According to the notes, it was released on 1 June. A week later I tasted it at home and wrote about this sophisticated but generous antipodean answer to Pichon Lalande, ‘Bright crimson and very bright fruit that is very beautiful and beautifully balanced. Super-ripe but not sweet. Much fresher than the too-heavy bottle suggests. Really very accomplished. Long and neat. Really lovely wine that lasted well in an opened bottle – A Good Sign.’
I was impressed, as you can tell. I added my tasting note, with a score of 17.5 out of 20 and a suggested drinking window of 2015-27, as what we call a Standalone (not part of a specific tasting article) to our tasting notes database – now standing at nearly 116,000 wine reviews, including seven other vintages of Sophia.
This wine may not be made in huge quantity but Craggy Range’s export department have managed to get it pretty well distributed around the world. According to wine-searcher.com, it’s available in New Zealand, Australia, Belgium, Germany, Denmark, the UK, Switzerland, Spain and Hong Kong. Craggy Range’s own literature suggests it’s also available in a further 16 countries. Curiously in view of the fact that Craggy, as locals call it, is American-owned, this vintage is not, unfortunately, available in the US yet as far as I can see. Never mind, the 2011, 2010 and delicious 2005 still seem to be in commercial circulation there. In the UK, good old Hedonism is the only stockist listed by Wine-searcher that can offer the wine by the single bottle. Bordeaux Index seem to be offering a dozen bottles in bond for £348.

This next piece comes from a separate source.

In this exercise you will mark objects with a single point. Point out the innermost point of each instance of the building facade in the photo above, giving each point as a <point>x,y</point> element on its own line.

The most recent Craggy Range news is that Terry Peabody's co-founder in 1998 Steve Smith MW is taking a new role as advisor and board member rather than man-on-the-ground. He will be spending much of the coming academic year at Stanford, California, lucky man.
I discussed my distaste for Craggy Range’s unnecessarily heavy bottles with him and he claims that customers love them. Not this one.